Contingent liabilities are costs which the government will have to pay if a particular event occurs. These are obligations triggered by a discrete but uncertain event. Relative to government policies, the probability of a contingency occurring and the magnitude of the required public outlays are exogenous (such as natural disasters) or endogenous (such as implications of market institutions and government programmes for moral hazard in markets).
Contingent liabilities have, therefore, not been recognized as direct liabilities. However, contingent government liabilities are associated with major hidden fiscal risks. A common example of a contingent liability is a government guaranteed loan. At the time a guarantee is entered into there is no liability for the government, since this is contingent on the borrower failing to repay the loan as contracted.
However, in the event of default, the lender can invoke the guarantee and the government will be obliged to repay the amount of the loan still outstanding. At that point, the contingent liability will become an actual liability of the government, and a payment must be made.
These liabilities support specific policy objectives by creating financial incentives, without an immediate financial outlay. However, when these contractual guarantees or non- contractual commitments are realized, the government faces significant fiscal costs at the expense of other outlays.
Thus analysis of country’s fiscal position is incomplete if it skips obligations made by the government outside the budget.
Contingent liabilities grow with weaknesses in the financial sector, macroeconomic policies, regulatory and supervisory system, and information disclosure.
Explicit Contingent Liabilities are specific government obligations defined by a contract or a law. The government is legally mandated to settle such an obligation when it becomes due. These include guarantees for borrowing and obligations of provincial governments and public or private entities, umbrella guarantees for various loans (SME loans, agriculture loans), guarantees for trade & exchange rate risks, guarantees for private investments and state insurance schemes.

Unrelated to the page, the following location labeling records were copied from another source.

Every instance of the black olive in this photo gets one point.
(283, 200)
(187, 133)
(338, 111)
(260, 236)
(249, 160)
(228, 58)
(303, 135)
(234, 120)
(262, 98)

Implicit contingent liabilities represent a moral obligation or expected burden for the government not in the legal sense, but based on public expectations and political pressures.
These include defaults of provincial governments and public or private entities on non-guaranteed debt and other obligations, liability clean-up in entities being privatized, bank failures, disaster and relief financing, failure on other non-guaranteed funds.
The explicit contingent liabilities legally oblige government to make a payment if a specific event occurs. Because their fiscal cost is invisible until they are triggered, contingent explicit liabilities represent a hidden subsidy, blur fiscal analysis, and can drain future government finances.
Nevertheless, the government guarantees and financing through government guaranteed institutions are more politically attractive than budget support even if they are more expensive later on.
Implicit contingent liabilities are not officially recognized until a failure occurs. The triggering event, the amount at risk, and the required government outlay are uncertain.
These include government’s quasi-fiscal activities including mainly the bail-outs of strategically important State Owned Enterprises and the non-performing loans of banking sector.
Through robust financial sector reforms, prudent monetary management and strengthening of State Bank of Pakistan’s regulatory role, the non-performing loans of the banking sector stand at Rs266 billion as on December 2002. These were Rs258 billion as on June 30, 2002 and Rs279 billion as on June 30, 2001 respectively.